Cook Time 120 minutes
Servings
Ingredients
Dough:
Filling:
Cook Time 120 minutes
Servings
Ingredients
Dough:
Filling:
Instructions
  1. In warm milk add pieces of soft butter and eggs.
    In warm milk add pieces of soft butter and eggs.
  2. Add sugar, a pinch of salt. Add half of the necessary flour and yeast, starting to knead the dough.
    Add sugar, a pinch of salt.
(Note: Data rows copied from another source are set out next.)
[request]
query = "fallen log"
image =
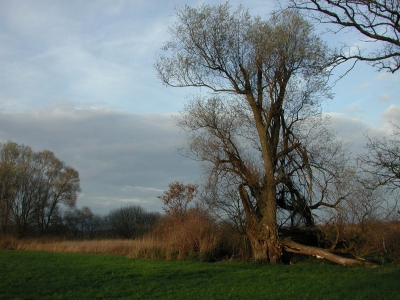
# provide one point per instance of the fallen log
(291, 246)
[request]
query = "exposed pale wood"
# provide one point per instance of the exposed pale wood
(291, 246)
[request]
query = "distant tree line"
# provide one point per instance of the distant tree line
(38, 195)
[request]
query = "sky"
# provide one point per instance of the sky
(77, 78)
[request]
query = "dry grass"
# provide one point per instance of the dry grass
(109, 246)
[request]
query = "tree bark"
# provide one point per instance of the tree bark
(290, 246)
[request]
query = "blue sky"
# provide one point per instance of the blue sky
(77, 78)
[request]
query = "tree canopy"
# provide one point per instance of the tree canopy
(260, 130)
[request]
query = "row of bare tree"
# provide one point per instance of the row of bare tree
(33, 188)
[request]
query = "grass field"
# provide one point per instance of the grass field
(45, 275)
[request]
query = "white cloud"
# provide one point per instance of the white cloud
(385, 97)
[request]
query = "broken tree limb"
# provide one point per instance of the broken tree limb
(290, 246)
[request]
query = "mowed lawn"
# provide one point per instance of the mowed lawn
(45, 275)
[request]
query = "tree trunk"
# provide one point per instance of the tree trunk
(264, 242)
(261, 228)
(293, 247)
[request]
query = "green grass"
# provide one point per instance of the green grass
(41, 275)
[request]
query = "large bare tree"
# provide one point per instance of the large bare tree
(268, 79)
(376, 21)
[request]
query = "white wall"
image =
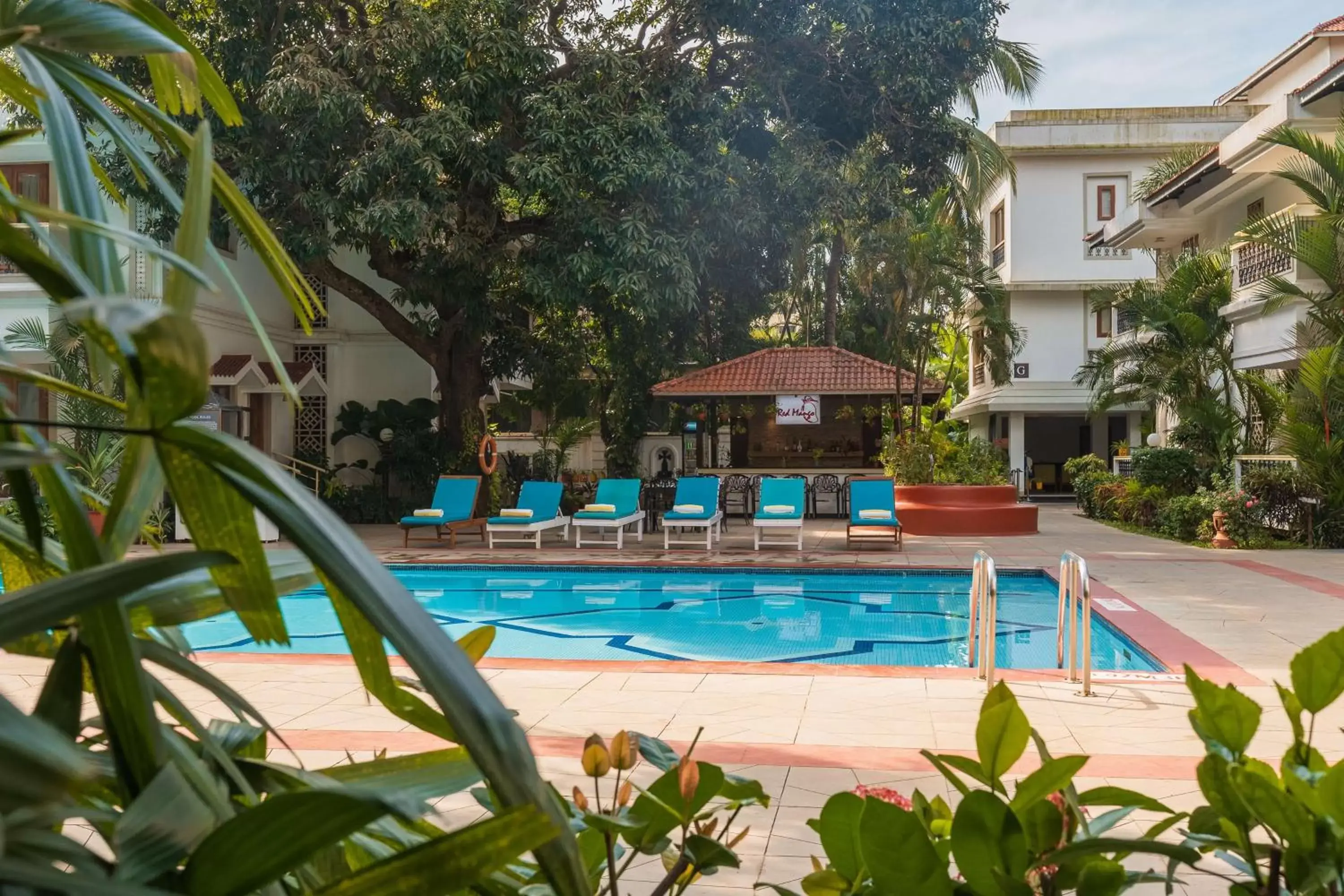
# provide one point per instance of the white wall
(1055, 326)
(1055, 207)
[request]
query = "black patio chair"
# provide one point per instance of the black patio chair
(737, 489)
(824, 484)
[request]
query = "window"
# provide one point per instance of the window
(31, 182)
(998, 234)
(1105, 202)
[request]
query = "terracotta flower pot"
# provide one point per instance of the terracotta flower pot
(1221, 538)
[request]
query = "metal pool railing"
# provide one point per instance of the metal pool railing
(1074, 591)
(984, 616)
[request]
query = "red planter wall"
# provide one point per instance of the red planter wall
(964, 509)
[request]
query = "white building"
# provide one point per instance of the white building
(1076, 170)
(1209, 203)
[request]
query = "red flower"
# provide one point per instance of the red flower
(885, 794)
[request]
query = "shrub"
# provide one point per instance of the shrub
(909, 458)
(1172, 469)
(1182, 515)
(974, 462)
(1088, 473)
(1137, 504)
(1279, 491)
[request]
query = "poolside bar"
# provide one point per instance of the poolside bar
(801, 412)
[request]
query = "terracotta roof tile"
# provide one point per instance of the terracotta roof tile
(229, 365)
(796, 371)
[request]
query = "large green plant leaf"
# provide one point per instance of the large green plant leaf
(1318, 672)
(47, 603)
(160, 828)
(990, 847)
(839, 829)
(898, 855)
(258, 845)
(1223, 718)
(482, 723)
(1002, 732)
(452, 863)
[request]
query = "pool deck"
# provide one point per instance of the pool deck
(807, 732)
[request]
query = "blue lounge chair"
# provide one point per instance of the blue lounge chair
(873, 512)
(543, 500)
(623, 495)
(455, 497)
(695, 491)
(777, 495)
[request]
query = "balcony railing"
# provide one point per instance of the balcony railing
(1256, 263)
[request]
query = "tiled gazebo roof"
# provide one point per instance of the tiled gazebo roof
(820, 370)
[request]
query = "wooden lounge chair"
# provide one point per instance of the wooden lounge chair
(783, 504)
(543, 500)
(455, 496)
(873, 512)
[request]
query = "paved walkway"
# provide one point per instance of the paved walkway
(807, 734)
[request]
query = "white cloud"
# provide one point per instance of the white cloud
(1148, 53)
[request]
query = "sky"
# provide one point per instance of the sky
(1150, 53)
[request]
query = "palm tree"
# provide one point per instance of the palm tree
(65, 349)
(1180, 357)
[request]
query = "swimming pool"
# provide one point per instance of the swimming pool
(850, 617)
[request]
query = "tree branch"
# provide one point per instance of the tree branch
(375, 304)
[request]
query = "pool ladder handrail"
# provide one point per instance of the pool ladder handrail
(984, 617)
(1074, 593)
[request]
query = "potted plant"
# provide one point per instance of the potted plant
(95, 469)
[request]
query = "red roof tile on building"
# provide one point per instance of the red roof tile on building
(796, 371)
(230, 365)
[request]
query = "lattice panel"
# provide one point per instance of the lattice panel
(320, 320)
(311, 428)
(314, 354)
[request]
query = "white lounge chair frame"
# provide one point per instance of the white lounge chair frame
(758, 526)
(601, 526)
(533, 530)
(713, 527)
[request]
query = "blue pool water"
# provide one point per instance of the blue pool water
(898, 617)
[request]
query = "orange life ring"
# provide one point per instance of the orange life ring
(488, 454)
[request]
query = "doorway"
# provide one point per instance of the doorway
(258, 421)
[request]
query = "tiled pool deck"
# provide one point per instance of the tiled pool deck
(807, 732)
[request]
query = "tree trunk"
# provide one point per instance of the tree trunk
(832, 295)
(461, 382)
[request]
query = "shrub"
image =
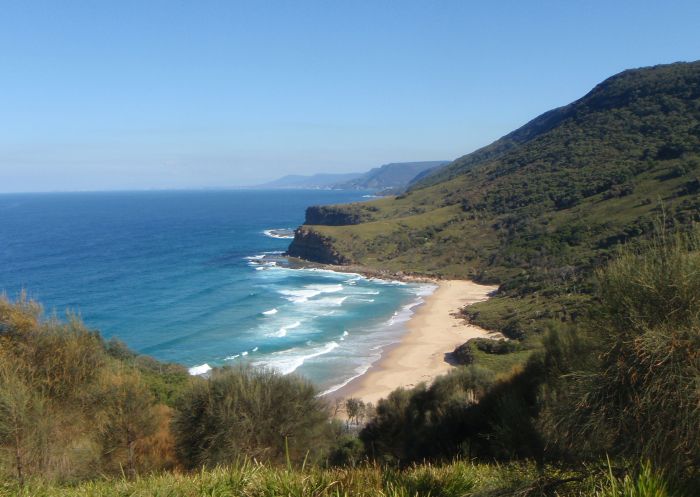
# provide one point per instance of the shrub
(641, 398)
(247, 412)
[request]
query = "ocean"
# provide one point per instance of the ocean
(198, 278)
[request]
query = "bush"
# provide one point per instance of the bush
(641, 398)
(253, 413)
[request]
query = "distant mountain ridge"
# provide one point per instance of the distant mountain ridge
(320, 180)
(540, 209)
(396, 175)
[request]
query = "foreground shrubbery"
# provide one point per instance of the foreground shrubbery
(457, 479)
(244, 412)
(624, 383)
(74, 407)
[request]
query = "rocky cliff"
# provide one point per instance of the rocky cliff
(312, 246)
(343, 215)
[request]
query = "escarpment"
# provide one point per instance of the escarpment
(338, 215)
(313, 246)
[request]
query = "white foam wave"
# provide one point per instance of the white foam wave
(199, 370)
(288, 361)
(325, 288)
(298, 296)
(328, 301)
(282, 332)
(282, 233)
(359, 372)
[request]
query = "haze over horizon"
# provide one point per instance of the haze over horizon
(215, 94)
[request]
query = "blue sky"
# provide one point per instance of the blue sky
(146, 94)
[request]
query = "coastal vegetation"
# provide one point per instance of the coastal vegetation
(540, 209)
(585, 217)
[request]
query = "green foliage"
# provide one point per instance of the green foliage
(641, 397)
(646, 483)
(254, 413)
(67, 409)
(538, 210)
(426, 422)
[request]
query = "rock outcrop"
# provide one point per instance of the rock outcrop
(312, 246)
(336, 215)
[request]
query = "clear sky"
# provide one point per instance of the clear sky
(170, 94)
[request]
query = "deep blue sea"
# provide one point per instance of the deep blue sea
(197, 278)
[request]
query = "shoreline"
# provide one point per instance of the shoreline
(433, 331)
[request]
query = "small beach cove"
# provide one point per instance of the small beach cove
(434, 330)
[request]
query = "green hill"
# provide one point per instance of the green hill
(540, 208)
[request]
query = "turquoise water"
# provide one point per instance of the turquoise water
(198, 278)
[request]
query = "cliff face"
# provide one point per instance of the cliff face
(314, 247)
(331, 215)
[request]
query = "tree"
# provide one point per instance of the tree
(21, 415)
(128, 417)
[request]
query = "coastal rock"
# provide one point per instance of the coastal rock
(338, 215)
(313, 246)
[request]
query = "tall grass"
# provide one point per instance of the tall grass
(251, 479)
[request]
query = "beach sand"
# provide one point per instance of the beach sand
(433, 331)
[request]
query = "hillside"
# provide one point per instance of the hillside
(389, 176)
(309, 181)
(540, 208)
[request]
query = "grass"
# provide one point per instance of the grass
(250, 479)
(456, 479)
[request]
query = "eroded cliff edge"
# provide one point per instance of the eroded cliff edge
(312, 246)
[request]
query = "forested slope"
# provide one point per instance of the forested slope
(538, 209)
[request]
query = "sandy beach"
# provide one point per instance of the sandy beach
(433, 331)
Add half of the necessary flour and yeast, starting to knead the dough.
  3. Gradually pouring the second part of the flour, knead the soft, not sticky dough to the hands, form it into a ball. Slightly lubricate the bowl and ball of dough with vegetable oil.
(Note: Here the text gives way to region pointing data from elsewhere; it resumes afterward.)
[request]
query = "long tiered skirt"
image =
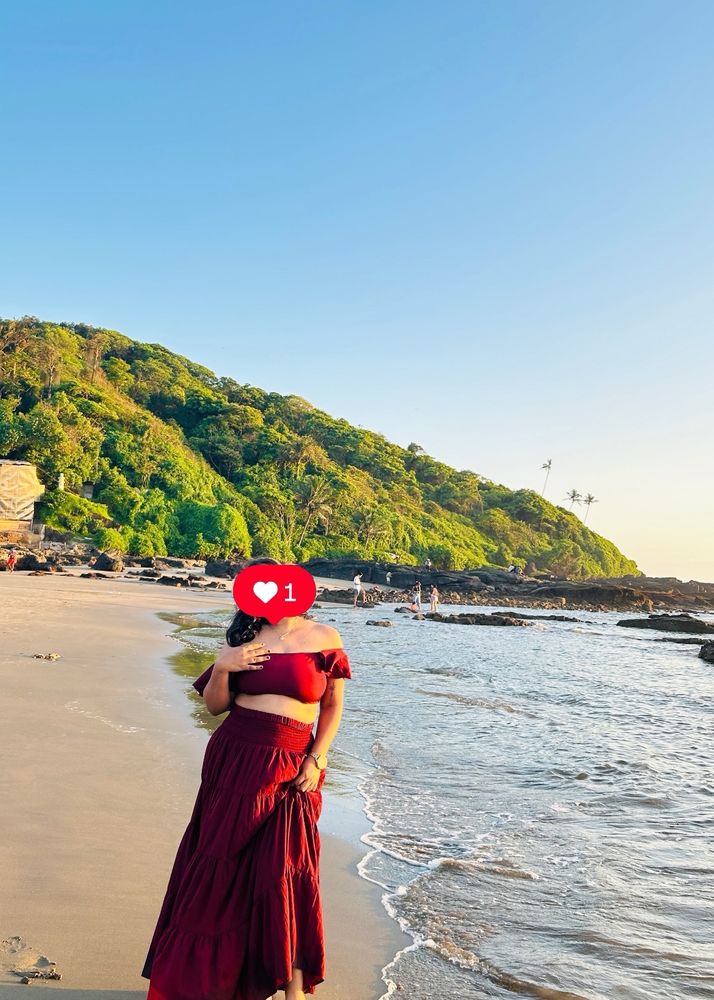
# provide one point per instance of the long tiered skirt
(242, 906)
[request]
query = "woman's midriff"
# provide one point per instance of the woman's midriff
(278, 704)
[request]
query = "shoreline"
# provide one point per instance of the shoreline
(103, 765)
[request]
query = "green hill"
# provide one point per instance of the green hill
(188, 463)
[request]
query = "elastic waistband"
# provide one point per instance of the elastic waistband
(253, 726)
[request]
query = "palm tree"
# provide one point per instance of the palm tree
(299, 453)
(588, 501)
(547, 466)
(371, 525)
(316, 504)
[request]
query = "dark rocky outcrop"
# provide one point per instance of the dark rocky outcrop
(224, 568)
(108, 562)
(671, 623)
(371, 599)
(34, 562)
(493, 586)
(707, 652)
(476, 619)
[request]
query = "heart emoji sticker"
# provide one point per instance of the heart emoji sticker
(274, 591)
(265, 590)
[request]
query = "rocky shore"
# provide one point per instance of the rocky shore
(491, 586)
(388, 582)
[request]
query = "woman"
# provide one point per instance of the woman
(242, 916)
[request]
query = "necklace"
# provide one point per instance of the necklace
(284, 633)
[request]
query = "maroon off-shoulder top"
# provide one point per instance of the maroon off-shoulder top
(297, 675)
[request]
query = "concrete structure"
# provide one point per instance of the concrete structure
(19, 489)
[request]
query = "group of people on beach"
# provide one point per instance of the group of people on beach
(416, 599)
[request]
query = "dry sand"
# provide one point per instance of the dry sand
(100, 768)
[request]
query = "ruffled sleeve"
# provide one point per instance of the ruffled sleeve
(335, 663)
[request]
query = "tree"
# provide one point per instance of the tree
(588, 501)
(316, 505)
(547, 466)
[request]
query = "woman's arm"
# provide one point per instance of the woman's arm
(250, 656)
(328, 722)
(216, 693)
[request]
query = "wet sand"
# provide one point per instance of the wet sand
(100, 768)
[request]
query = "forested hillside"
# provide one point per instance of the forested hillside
(185, 462)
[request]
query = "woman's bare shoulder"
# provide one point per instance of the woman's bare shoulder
(325, 636)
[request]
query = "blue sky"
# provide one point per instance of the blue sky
(483, 227)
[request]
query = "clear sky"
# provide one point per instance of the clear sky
(486, 227)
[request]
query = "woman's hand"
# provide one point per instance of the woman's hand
(249, 656)
(308, 777)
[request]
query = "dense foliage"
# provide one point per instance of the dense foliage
(185, 462)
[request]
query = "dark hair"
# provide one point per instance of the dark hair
(243, 627)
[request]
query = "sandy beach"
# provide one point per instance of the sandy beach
(101, 763)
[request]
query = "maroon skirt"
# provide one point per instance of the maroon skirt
(242, 906)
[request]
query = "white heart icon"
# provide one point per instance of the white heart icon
(265, 590)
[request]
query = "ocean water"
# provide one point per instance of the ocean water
(541, 803)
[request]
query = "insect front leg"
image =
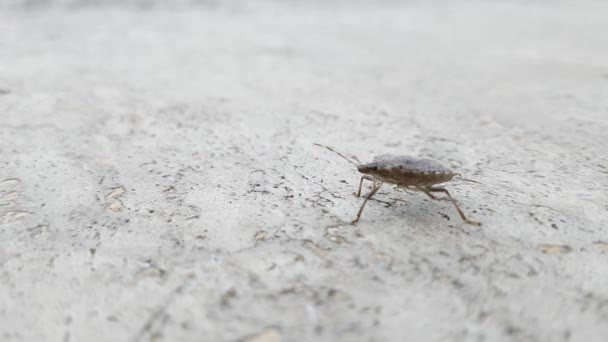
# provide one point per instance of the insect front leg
(464, 218)
(369, 178)
(371, 193)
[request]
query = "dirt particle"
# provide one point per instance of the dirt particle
(227, 297)
(554, 249)
(13, 216)
(315, 249)
(115, 206)
(260, 235)
(602, 245)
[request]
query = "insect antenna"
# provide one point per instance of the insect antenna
(358, 163)
(466, 179)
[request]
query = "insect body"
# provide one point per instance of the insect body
(406, 172)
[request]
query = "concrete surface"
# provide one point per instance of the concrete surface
(158, 180)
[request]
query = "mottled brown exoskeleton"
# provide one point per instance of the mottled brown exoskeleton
(406, 172)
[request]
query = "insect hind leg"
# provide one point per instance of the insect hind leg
(460, 212)
(365, 177)
(371, 193)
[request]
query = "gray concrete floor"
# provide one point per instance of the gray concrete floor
(158, 179)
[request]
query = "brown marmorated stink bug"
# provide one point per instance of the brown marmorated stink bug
(406, 172)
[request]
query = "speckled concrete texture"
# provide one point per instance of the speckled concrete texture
(159, 182)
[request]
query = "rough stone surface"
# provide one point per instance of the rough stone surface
(158, 179)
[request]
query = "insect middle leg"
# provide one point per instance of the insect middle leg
(371, 193)
(464, 218)
(366, 177)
    Gradually pouring the second part of the flour, knead the soft, not sticky dough to the hands, form it into a ball. Slightly lubricate the bowl and ball of dough with vegetable oil.
  4. Cover the bowl with the dough film and leave in a warm place for proofing for 1.5-2 hours.
    Cover the bowl with the dough film and leave in a warm place for proofing for 1.5-2 hours.
  5. The dough came.
    The dough came.
  6. Knead it, divide it into two parts.
    Knead it, divide it into two parts.
  7. Roll out each part into a rectangular layer (I did it on a sheet of parchment and a cooking Mat).
    Roll out each part into a rectangular layer (I did it on a sheet of parchment and a cooking Mat).
  8. For the filling: walnuts slightly grind, combine with sugar, mix.
    For the filling: walnuts slightly grind, combine with sugar, mix.
  9. Sprinkle the layer of dough evenly over the entire surface of the sugar-nut filling, leaving small clean edges. Roll the filling with a rolling pin, slightly pressing.
    Sprinkle the layer of dough evenly over the entire surface of the sugar-nut filling, leaving small clean edges. Roll the filling with a rolling pin, slightly pressing.
  10. Cover the top with a second rolled layer of dough, slightly pinch the edges.
    Cover the top with a second rolled layer of dough, slightly pinch the edges.
  11. Next, cut into small rectangular pieces.
    Next, cut into small rectangular pieces.
  12. Take a piece for two edges and, slightly stretching, begin to twist in the flagellum, and then wrap the twisted flagellum "snail". The filling will be a little sleepy, but it's okay! Carefully collect and sprinkle the top of the rolls.
    Take a piece for two edges and, slightly stretching, begin to twist in the flagellum, and then wrap the twisted flagellum "snail". The filling will be a little sleepy, but it's okay! Carefully collect and sprinkle the top of the rolls.
  13. Put the buns on a baking sheet and let stand for another 30 minutes.Preheat the oven to 190 degrees.The top of the scones before putting it in the oven you can brush with egg yolk/milk as desired.Send buns to bake in a preheated oven until Golden brown (about 15 minutes, focus on the features of your oven).
    Put the buns on a baking sheet and let stand for another 30 minutes.Preheat the oven to 190 degrees.The top of the scones before putting it in the oven you can brush with egg yolk/milk as desired.Send buns to bake in a preheated oven until Golden brown (about 15 minutes, focus on the features of your oven).
  14. Ready buns take out of the oven, let them cool.
    Ready buns take out of the oven, let them cool.